FDIC's toxic asset plan may be dead

The FDIC's plan to help banks rid their balance sheets of toxic mortgage assets was put on life support -- and may now be dead. Many banks have refused to accept their losses and sell their loans, even though the government was prepared to prop up prices by offering cheap financing to investors. The banks refused the bargain and kept their prices higher than investors wanted to pay.

In acknowledging failure of the Legacy Loan Program, Sheila Bair, chairwoman of the FDIC, told The New York Times, "Banks have been able to raise capital without having to sell bad assets through the LLP, which reflects renewed investor confidence in our banking system."

Was that statement just made to put a happy face on the problem that continues to fester? Some analysts think so and believe the banks are just delaying their day of reckoning. In fact, some think the government's policies have made it easier for the banks to do just that. Estimates are that banks hold unrecognized losses of more than $1 trillion. Banks are not required to book mortgage loses unless they sell them or the loans fall delinquent. So what about all the loans on the books where mortgages are underwater? Is it just a matter time before they fall delinquent? And how soon will that time come?

Banks continue to refuse to make deals, even when it comes to short sales to avoid foreclosures. I continually hear from real estate sales people that it can take months to get a bank to agree to a short sale (if they can get agreement at all), even if the appraisal won't come close to the mortgage value. Living among the toxic assets of Florida, I know many neighbors who expect losses of $50,000 to $100,000 on their homes. Banks just aren't ready to face that reality.

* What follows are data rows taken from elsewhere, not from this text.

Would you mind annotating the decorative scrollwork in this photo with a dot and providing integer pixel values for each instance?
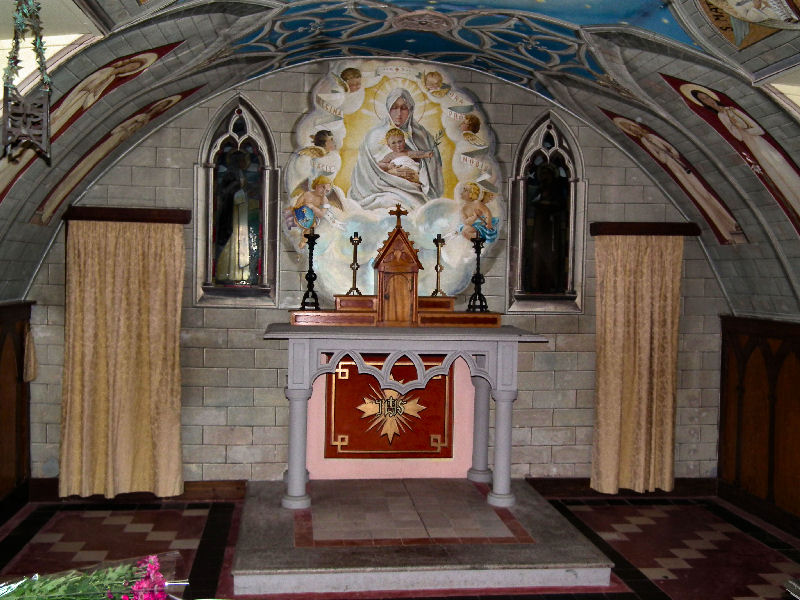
(513, 45)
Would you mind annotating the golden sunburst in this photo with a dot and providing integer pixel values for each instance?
(392, 410)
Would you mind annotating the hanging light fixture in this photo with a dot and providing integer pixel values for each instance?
(26, 120)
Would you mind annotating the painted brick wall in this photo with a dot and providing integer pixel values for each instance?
(234, 412)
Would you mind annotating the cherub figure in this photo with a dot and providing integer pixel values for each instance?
(313, 204)
(475, 215)
(352, 79)
(434, 83)
(402, 161)
(469, 127)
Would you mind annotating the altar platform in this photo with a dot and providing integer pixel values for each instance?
(380, 538)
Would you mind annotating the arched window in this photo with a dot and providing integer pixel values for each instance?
(237, 209)
(546, 246)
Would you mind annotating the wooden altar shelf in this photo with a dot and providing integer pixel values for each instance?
(397, 302)
(432, 311)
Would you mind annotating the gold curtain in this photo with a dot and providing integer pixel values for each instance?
(120, 425)
(638, 306)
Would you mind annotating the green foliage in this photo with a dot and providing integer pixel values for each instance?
(26, 17)
(73, 585)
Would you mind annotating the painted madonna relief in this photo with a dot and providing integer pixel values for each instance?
(382, 134)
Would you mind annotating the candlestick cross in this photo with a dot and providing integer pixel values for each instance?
(355, 239)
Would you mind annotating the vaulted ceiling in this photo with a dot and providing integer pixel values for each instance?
(593, 58)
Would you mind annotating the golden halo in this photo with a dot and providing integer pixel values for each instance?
(387, 85)
(688, 88)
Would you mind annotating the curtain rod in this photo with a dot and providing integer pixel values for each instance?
(643, 228)
(135, 215)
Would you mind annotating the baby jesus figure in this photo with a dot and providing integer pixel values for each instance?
(402, 161)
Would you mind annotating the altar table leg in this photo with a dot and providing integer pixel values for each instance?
(501, 483)
(480, 471)
(296, 496)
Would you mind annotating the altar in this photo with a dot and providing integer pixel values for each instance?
(489, 353)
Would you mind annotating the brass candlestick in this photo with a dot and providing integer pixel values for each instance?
(310, 300)
(438, 241)
(477, 302)
(355, 239)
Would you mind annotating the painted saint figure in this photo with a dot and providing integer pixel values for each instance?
(235, 238)
(371, 186)
(719, 217)
(755, 146)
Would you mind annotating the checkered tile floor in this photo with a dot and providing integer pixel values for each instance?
(663, 549)
(410, 511)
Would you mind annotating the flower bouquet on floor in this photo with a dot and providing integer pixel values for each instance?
(149, 578)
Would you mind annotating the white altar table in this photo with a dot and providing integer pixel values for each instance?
(490, 354)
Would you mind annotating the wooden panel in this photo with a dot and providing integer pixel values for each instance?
(729, 419)
(759, 455)
(8, 415)
(366, 422)
(787, 440)
(14, 408)
(332, 318)
(356, 303)
(753, 430)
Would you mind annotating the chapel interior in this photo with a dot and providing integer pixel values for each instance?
(545, 249)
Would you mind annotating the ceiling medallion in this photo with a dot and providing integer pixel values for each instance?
(424, 20)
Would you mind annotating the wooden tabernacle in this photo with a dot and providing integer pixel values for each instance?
(397, 302)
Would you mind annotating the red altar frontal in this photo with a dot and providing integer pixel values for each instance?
(366, 422)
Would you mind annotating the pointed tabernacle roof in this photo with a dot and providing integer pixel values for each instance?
(397, 236)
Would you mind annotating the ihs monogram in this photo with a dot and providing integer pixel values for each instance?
(392, 410)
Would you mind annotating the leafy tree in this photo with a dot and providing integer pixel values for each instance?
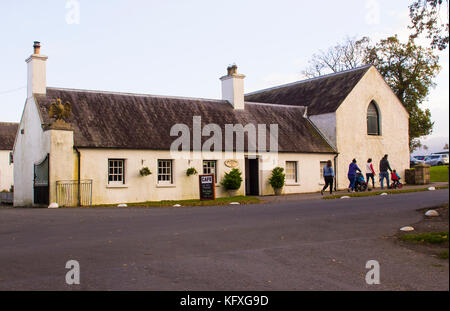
(409, 70)
(426, 16)
(343, 56)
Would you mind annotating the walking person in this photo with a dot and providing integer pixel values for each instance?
(384, 174)
(352, 169)
(328, 175)
(370, 173)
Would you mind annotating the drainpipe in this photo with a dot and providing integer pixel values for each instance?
(79, 175)
(335, 172)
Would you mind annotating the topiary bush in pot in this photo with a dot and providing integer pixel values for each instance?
(232, 181)
(277, 180)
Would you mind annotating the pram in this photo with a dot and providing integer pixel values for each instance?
(360, 183)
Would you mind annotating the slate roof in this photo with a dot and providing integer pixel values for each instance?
(133, 121)
(321, 95)
(8, 131)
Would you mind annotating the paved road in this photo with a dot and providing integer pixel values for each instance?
(305, 245)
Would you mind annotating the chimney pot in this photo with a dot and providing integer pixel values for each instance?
(37, 47)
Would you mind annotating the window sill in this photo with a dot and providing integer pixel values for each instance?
(117, 186)
(165, 186)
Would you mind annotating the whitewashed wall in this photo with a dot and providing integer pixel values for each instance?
(94, 165)
(351, 128)
(6, 171)
(29, 148)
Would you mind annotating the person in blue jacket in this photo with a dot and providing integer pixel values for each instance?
(352, 169)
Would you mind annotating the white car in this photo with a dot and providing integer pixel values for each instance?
(437, 159)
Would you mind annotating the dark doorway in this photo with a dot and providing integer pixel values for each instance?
(41, 182)
(251, 177)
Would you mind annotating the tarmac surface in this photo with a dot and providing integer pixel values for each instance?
(290, 245)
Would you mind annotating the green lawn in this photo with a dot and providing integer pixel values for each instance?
(373, 193)
(430, 238)
(218, 201)
(439, 173)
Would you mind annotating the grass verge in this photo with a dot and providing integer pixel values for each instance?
(374, 193)
(439, 173)
(427, 238)
(218, 201)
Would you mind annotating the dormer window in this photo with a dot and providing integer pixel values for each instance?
(373, 120)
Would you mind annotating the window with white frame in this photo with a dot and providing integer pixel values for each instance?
(373, 120)
(291, 172)
(116, 171)
(210, 167)
(165, 172)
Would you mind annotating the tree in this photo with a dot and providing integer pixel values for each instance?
(343, 56)
(426, 17)
(409, 70)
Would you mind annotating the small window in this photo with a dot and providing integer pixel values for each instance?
(291, 172)
(165, 174)
(116, 171)
(373, 120)
(210, 167)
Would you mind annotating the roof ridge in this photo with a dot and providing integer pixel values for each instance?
(276, 105)
(137, 94)
(310, 79)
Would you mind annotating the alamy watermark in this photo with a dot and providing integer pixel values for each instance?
(73, 275)
(229, 141)
(373, 275)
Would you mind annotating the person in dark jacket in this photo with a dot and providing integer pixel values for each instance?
(384, 174)
(352, 169)
(328, 175)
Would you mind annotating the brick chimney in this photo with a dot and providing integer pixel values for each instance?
(37, 76)
(233, 87)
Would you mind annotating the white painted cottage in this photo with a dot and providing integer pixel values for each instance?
(8, 132)
(96, 157)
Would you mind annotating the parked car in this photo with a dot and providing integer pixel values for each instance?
(437, 159)
(413, 161)
(421, 158)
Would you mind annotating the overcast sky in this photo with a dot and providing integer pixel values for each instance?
(183, 47)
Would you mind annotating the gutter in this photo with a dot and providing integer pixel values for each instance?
(79, 175)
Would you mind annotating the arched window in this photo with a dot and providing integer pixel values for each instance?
(373, 120)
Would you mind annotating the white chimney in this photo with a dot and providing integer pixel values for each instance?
(233, 87)
(37, 76)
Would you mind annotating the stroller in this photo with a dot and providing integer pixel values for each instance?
(360, 183)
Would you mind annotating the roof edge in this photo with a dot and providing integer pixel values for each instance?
(309, 80)
(137, 94)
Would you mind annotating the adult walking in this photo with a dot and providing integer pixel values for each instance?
(352, 169)
(370, 173)
(384, 174)
(328, 175)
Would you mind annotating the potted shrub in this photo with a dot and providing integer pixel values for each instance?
(191, 171)
(277, 180)
(232, 181)
(145, 171)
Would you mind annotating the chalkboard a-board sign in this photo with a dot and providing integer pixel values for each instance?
(207, 187)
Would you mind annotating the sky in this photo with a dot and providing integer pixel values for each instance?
(182, 48)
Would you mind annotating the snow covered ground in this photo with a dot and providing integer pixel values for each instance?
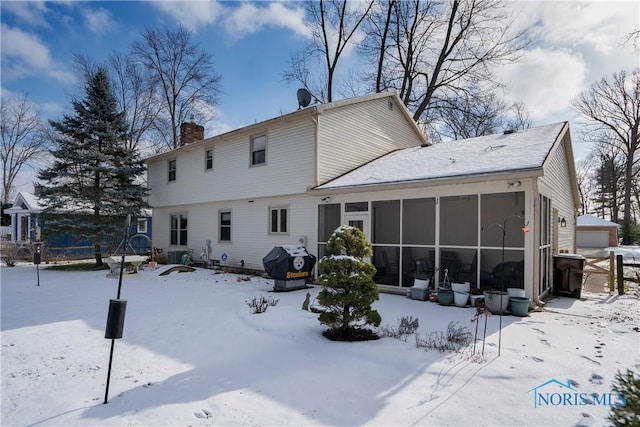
(193, 354)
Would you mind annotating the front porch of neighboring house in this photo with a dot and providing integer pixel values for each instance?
(24, 228)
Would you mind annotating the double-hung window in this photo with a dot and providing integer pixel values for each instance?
(142, 226)
(278, 220)
(208, 159)
(171, 169)
(225, 226)
(178, 232)
(258, 150)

"What's happened is that the government's programs have addressed the symptoms of the financial crisis, but not the cause. The patient feels better, but the underlying cause of the problem is still unaddressed," Frederick Cannon, chief equity strategist at Keefe, Bruyette & Woods told the Times.

Banks are using the excuse that they fear the administration or the Congress will impose restrictions on executive pay or other corporate decision making so they refuse to participate in the program, according to Diane Casey-Landry, chief operating officer for the American Bankers Association. It's the same stalling tactic that was used until they could get the terms they wanted under TALF.

But I'm not so sure it will be that simple a fix. The loans now being sold under TALF involve a lot less money than the $1 trillion dollars in potential unrecognized losses some analysts think banks hold. But, now that TALF has worked out the kinks, maybe FDIC's program still has a chance. The longer banks put off the day of reckoning on their losses, the longer it will take for this country to begin a healing process.

Lita Epstein has written more than 25 books including Reading Financial Reports for Dummies.